It doesn't need to do this at all. Just make the flash accessible to the OS and have the OS do it. Machines without an OS can be booted into a live image. Put a write-protect jumper on the system board if you like.
> How do you build a BIOS successor that's not complicated when it needs to allow an OS to alter boot settings for the next boot?
You give the OS access to the flash and then document what the bits do so the OS knows what to change.
> Granted, most of what goes on in a BIOS is displaying and changing variables involved in getting the system running, and maintaining those values, which just requires some sort of minimal editing interface and nv storage, but then... users appear. They want to be able to use a mouse. They want an ability to configure their raid chipset prior to boot, or netboot, and HW makers want to implement that in a way that's not some arcane raw assembly dance between BIOS and additional chip FW. What then?

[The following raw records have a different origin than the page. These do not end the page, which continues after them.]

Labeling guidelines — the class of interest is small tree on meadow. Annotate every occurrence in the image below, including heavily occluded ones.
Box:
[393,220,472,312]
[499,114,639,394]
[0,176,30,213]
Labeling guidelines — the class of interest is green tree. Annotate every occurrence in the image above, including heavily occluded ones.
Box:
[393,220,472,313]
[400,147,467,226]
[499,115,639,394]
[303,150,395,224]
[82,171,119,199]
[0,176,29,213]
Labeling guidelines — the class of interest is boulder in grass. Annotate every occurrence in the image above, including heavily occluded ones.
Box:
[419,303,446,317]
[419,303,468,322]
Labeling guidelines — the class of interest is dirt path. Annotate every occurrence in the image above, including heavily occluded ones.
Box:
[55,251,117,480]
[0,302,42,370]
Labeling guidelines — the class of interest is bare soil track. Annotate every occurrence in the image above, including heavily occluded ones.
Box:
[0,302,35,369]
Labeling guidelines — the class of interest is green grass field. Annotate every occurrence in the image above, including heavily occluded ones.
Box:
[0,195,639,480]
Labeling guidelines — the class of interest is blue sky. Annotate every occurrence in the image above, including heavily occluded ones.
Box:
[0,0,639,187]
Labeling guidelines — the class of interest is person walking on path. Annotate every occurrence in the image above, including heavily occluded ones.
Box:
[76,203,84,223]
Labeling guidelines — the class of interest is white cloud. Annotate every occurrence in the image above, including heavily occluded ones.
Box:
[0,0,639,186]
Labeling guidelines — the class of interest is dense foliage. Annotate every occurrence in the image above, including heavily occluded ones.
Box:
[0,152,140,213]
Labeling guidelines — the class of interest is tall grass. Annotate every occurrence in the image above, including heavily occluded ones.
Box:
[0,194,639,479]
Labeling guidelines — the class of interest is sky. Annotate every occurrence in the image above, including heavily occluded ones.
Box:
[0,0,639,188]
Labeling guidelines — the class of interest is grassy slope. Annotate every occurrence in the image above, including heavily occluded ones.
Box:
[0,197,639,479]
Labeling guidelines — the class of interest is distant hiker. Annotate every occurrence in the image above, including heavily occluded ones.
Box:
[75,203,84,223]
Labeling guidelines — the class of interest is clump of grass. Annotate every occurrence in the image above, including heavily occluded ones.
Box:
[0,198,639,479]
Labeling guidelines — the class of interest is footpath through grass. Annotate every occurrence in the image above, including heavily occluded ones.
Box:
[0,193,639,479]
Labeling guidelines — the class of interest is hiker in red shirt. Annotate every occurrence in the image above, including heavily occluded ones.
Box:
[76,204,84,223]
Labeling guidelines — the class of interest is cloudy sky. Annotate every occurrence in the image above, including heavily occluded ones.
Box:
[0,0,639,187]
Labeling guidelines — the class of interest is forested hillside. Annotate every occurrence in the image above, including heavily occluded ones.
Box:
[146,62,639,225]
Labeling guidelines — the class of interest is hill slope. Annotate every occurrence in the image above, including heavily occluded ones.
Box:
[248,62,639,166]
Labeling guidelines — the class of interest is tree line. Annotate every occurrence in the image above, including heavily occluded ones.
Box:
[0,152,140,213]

Limit the firmware UI to extremely basic settings like "restore factory defaults" and "choose boot device", none of which need a mouse. Boot an OS to do anything more complicated.

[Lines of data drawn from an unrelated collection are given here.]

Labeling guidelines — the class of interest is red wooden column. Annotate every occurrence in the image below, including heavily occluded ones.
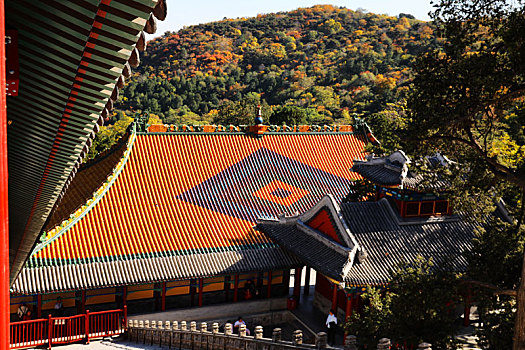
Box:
[303,266,311,295]
[332,283,337,314]
[199,278,204,306]
[233,273,239,303]
[0,5,10,350]
[80,289,86,313]
[160,282,166,311]
[463,294,470,327]
[266,270,272,298]
[293,266,303,302]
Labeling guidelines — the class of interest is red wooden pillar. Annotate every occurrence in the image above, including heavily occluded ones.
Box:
[199,278,204,306]
[283,270,290,296]
[303,266,311,295]
[160,282,166,311]
[293,267,303,302]
[0,4,10,350]
[463,295,470,327]
[224,276,231,302]
[36,294,42,318]
[233,273,239,303]
[332,283,337,314]
[80,289,86,313]
[266,271,272,298]
[345,293,354,322]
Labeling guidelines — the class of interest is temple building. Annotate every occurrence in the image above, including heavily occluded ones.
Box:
[11,119,375,317]
[256,151,486,319]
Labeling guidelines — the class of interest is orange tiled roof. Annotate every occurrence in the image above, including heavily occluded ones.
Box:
[15,127,368,290]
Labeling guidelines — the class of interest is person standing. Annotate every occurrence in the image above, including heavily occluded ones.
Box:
[326,309,337,345]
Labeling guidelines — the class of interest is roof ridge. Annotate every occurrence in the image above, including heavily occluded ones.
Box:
[28,133,136,264]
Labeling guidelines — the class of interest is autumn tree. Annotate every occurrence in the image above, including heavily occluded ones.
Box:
[406,0,525,350]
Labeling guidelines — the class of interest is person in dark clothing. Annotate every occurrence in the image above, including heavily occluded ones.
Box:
[326,309,337,345]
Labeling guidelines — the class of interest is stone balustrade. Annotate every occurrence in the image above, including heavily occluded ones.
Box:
[127,320,432,350]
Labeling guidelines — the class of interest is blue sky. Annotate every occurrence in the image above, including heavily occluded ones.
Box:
[152,0,432,37]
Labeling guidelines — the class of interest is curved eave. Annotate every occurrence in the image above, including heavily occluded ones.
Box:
[5,0,166,281]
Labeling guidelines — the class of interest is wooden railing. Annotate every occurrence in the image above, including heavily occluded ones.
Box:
[10,306,127,349]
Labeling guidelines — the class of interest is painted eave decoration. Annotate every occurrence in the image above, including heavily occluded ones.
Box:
[5,0,166,281]
[12,125,370,294]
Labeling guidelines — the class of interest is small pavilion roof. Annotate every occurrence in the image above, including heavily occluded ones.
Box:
[12,125,368,294]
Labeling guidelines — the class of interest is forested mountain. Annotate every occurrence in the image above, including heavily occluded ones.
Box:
[116,5,439,123]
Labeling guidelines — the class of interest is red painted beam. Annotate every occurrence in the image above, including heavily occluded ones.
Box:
[345,293,354,322]
[293,267,303,302]
[303,266,311,295]
[266,270,272,298]
[332,283,337,315]
[0,0,10,350]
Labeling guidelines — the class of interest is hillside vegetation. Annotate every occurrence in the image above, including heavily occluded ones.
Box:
[112,5,439,123]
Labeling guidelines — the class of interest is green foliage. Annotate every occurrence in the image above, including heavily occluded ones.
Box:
[345,256,458,349]
[117,5,439,124]
[467,218,525,349]
[343,179,376,203]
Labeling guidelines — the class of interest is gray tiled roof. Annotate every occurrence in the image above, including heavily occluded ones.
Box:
[258,199,474,285]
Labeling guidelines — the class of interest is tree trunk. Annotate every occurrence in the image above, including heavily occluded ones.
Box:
[512,254,525,350]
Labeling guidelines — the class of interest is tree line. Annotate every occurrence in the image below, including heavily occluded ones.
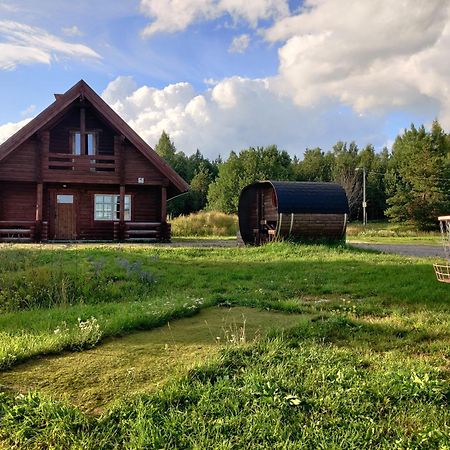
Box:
[155,120,450,230]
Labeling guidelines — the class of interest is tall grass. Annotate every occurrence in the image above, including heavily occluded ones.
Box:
[347,222,440,244]
[171,211,238,237]
[0,242,450,450]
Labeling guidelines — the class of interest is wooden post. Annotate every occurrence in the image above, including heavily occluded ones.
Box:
[119,185,125,239]
[161,186,167,223]
[80,108,86,155]
[34,131,50,241]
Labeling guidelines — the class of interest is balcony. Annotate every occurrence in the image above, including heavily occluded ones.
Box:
[42,152,119,183]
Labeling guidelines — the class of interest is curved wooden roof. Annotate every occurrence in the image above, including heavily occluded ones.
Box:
[245,180,349,214]
[0,80,189,197]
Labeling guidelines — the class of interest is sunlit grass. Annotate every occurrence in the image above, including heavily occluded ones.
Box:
[0,243,450,449]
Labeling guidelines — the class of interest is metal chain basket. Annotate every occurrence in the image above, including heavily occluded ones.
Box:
[433,216,450,283]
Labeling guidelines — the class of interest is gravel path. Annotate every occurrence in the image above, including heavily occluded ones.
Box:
[349,243,444,258]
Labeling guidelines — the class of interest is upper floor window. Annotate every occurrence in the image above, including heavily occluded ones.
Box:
[72,131,97,155]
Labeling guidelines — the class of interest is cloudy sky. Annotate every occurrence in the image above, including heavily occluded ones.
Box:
[0,0,450,158]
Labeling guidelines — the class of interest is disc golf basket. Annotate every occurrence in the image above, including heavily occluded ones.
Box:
[433,216,450,283]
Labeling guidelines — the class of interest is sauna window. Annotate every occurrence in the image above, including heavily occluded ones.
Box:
[272,191,278,208]
[72,131,98,156]
[94,194,131,220]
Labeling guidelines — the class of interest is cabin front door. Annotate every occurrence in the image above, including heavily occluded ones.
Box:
[55,193,77,240]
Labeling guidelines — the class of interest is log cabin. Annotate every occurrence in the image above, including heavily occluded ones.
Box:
[238,181,349,245]
[0,80,189,242]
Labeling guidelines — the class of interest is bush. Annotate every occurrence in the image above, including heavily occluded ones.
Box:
[172,211,238,236]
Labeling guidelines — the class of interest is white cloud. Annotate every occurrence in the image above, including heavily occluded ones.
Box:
[102,77,387,157]
[0,118,31,144]
[140,0,289,36]
[20,105,36,117]
[0,20,100,70]
[265,0,450,126]
[61,25,83,36]
[228,34,250,53]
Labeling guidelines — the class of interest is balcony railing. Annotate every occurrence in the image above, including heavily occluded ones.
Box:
[44,153,117,174]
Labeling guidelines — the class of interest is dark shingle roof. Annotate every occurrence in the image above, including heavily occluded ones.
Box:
[268,181,349,214]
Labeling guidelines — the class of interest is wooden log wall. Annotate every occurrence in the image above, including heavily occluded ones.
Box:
[43,184,161,240]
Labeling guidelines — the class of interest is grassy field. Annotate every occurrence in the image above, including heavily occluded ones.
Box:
[347,222,442,245]
[0,243,450,449]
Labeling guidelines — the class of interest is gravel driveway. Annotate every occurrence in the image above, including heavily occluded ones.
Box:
[349,243,444,258]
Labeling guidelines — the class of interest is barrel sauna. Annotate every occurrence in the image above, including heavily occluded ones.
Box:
[238,181,349,245]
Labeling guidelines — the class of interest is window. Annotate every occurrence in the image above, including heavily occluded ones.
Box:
[72,131,97,155]
[94,194,131,220]
[56,194,73,204]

> UEFI is terrible. Baseband firmwares are terrible. Security processor firmwares are terrible. AMT is terrible. Okay, but we still need them.

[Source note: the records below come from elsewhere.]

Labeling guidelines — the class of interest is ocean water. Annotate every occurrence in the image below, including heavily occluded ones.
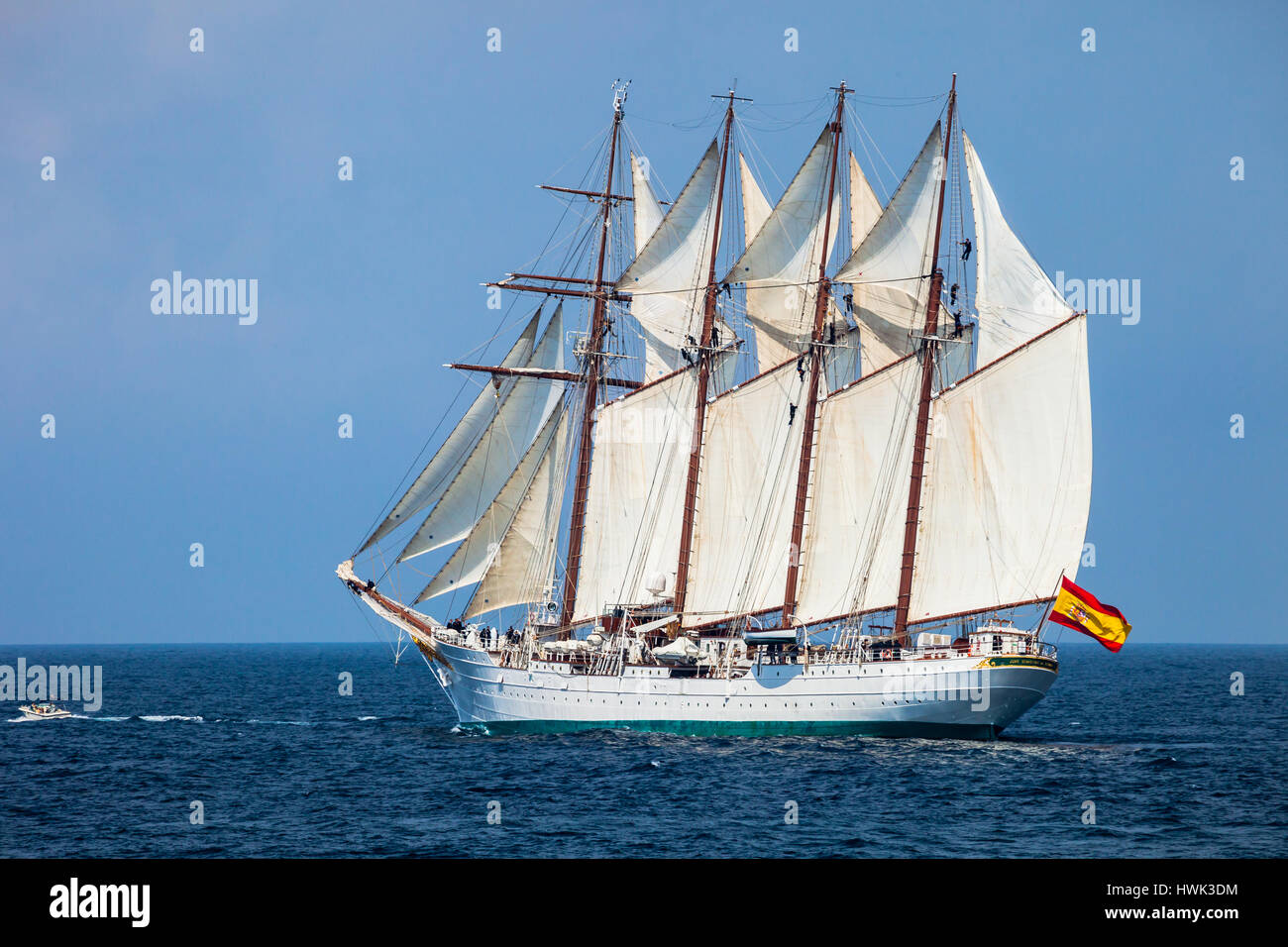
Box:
[0,642,1288,858]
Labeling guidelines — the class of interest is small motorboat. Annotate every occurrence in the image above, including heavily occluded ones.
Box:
[18,703,72,720]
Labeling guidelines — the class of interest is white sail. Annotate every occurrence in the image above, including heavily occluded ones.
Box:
[465,415,568,618]
[631,152,662,257]
[823,320,862,391]
[796,359,921,621]
[617,141,720,381]
[962,133,1073,366]
[398,305,564,562]
[850,151,881,254]
[572,363,698,621]
[416,411,568,617]
[910,316,1091,621]
[684,362,810,625]
[362,309,541,549]
[738,152,774,246]
[836,123,944,369]
[725,129,841,372]
[416,412,566,603]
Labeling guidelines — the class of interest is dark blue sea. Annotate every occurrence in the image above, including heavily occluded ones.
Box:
[0,643,1288,858]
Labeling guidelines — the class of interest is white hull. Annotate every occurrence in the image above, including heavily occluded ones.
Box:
[412,631,1057,738]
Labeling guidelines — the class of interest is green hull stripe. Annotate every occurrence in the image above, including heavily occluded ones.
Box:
[460,720,1001,740]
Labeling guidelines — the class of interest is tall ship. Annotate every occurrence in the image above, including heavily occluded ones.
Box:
[338,76,1091,740]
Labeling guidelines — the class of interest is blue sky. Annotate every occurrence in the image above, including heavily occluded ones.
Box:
[0,0,1288,643]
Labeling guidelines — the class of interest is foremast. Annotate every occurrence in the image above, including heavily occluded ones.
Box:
[674,89,751,614]
[782,82,849,627]
[894,72,957,644]
[563,90,625,627]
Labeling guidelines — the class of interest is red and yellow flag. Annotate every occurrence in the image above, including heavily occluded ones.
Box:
[1051,579,1130,651]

The reason these are all terrible is that they're supplied by the OEM. Delete all of them and replace them with hardware documentation that allows anyone to write their own. Ship the machine with an open source reference implementation that most people will never have to change unless it's terrible, in which case the 0.1% of the users that care will fix it and you can incorporate the fix into the reference implementation.